The difficulty of shedding such a collective belief demonstrates how essential the need of social integration is felt to be. To distance oneself destroys the tie of community, and our instinct for survival tends to prevent us from endangering this tie, and thus from questioning a conviction which all share, even if this contains harmful elements. From the point of view of our need to live, it is much more important to protect our feeling of belonging to a society than to seek some abstract and useless ‘truth’. Furthermore, when this belief incarnates our identity, if only partially, then the difficulty of questioning it becomes insurmountable. This belief keeps us anchored in the collective story which structures our being, in fact it is vitally necessary.
Escape from collective surrender
The question arises: what are the mechanisms engaged when a people sees itself torn away from its identity by colonialism or any other form of social dislocation? The examples are past counting of the disaster awaiting a people subject to this treatment.
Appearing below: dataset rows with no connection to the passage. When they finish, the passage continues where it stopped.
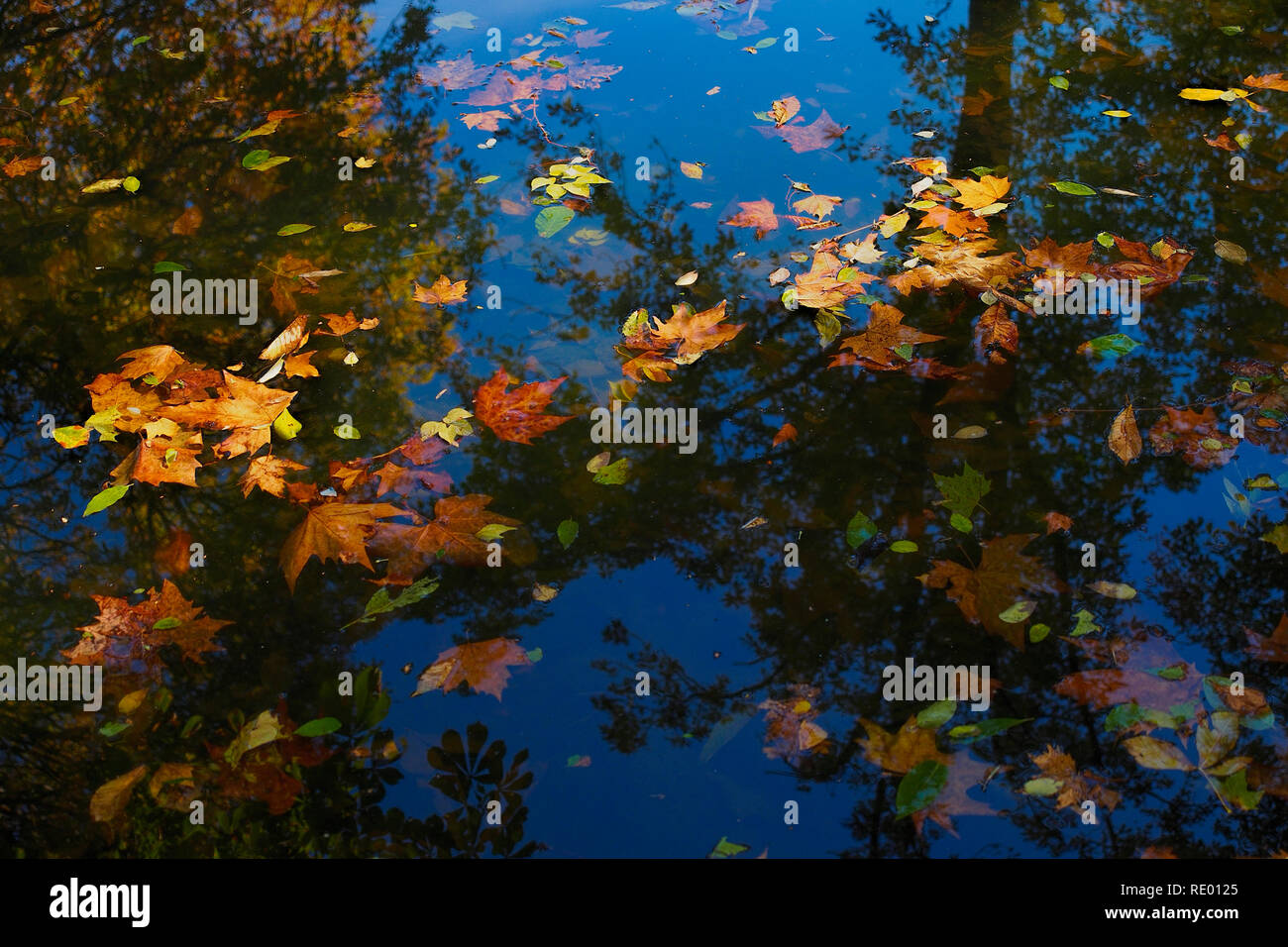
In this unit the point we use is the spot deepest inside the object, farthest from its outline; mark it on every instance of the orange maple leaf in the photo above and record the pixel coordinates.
(267, 472)
(1201, 438)
(156, 360)
(790, 728)
(300, 365)
(290, 339)
(1003, 578)
(483, 665)
(697, 333)
(785, 108)
(124, 634)
(334, 530)
(241, 403)
(820, 287)
(452, 532)
(159, 460)
(875, 346)
(1070, 258)
(516, 415)
(980, 193)
(759, 214)
(996, 333)
(1273, 648)
(443, 291)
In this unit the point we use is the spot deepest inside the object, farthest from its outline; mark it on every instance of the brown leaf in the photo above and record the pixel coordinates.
(900, 753)
(696, 333)
(784, 110)
(759, 214)
(108, 801)
(790, 728)
(1273, 648)
(1199, 437)
(300, 365)
(980, 193)
(516, 415)
(334, 530)
(20, 166)
(1124, 436)
(188, 222)
(885, 331)
(443, 291)
(1057, 521)
(268, 474)
(290, 339)
(451, 536)
(483, 665)
(1005, 577)
(124, 633)
(996, 333)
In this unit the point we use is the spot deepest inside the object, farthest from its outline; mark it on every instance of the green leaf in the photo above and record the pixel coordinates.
(1113, 344)
(919, 788)
(380, 603)
(262, 158)
(936, 715)
(614, 474)
(859, 530)
(318, 728)
(1154, 754)
(969, 733)
(104, 499)
(726, 849)
(1235, 789)
(567, 532)
(1043, 787)
(553, 219)
(962, 491)
(1119, 590)
(193, 723)
(71, 436)
(1018, 613)
(825, 324)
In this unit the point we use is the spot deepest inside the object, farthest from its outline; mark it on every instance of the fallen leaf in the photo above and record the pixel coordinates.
(483, 665)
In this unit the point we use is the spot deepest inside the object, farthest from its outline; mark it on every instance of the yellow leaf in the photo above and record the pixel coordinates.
(286, 427)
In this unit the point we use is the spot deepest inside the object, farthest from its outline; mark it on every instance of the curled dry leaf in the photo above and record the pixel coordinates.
(1125, 437)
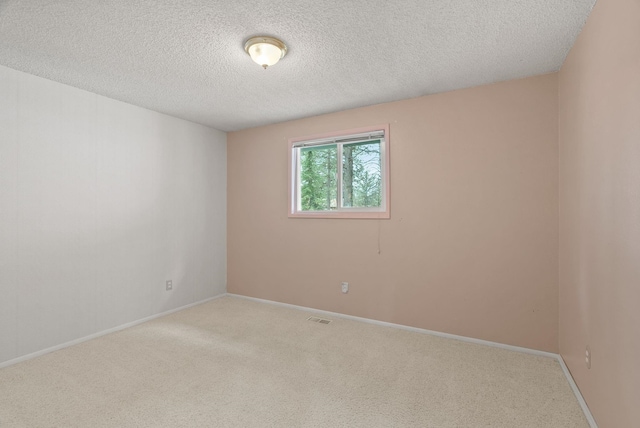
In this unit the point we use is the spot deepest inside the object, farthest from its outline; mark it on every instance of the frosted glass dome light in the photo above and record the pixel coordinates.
(265, 51)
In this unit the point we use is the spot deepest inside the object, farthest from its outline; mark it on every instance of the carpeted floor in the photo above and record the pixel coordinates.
(232, 362)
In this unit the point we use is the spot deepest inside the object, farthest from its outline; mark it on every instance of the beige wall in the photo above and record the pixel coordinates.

Further, a conquest by extermination involves the destruction of rites and symbols as well as deportation of peoples: Amerindians, Australian aborigines, etc. One could even see here a slow and gradual form of ‘Voodoo Death’, involving both individuals and their communal bonds. Their survival instinct pushes them to adapt by anesthetizing themselves with psychotropics, especially alcohol, which ‘civilization’ offers in profusion ... Surrender, resignation, the feeling of helplessness engraved on the memory, is a subtle form of vagal paralysis. The nervous discharge which would free them becomes inaccessible because the victim has adapted to his condition, learned to block this discharge.
One of the keys to liberating oneself from this morbid state is ritual: not so much by an individual ritual act, which can lead to obsession, but some form of symbolic non-verbal language expressing the communal bonds. This is particularly difficult in that our societies are both fragmented and poor in ritual. Our shared stories and myths have disappeared. Thus, festive spectacles cannot be a priority. Let us turn our attention to the simple rites of welcome, for example, which we exchange on meeting: we salute each other, in what is in fact a ritual. However insincere it may seem, it accomplishes its purpose. The same is true of a shared meal, a game, or a friendly chat. They are all part of the most fundamental human rituals. One works with what one has; at least it’s real. And being in the here and now is one of the other keys that we must regain in order to find ourselves, freed from the weight of past defeats.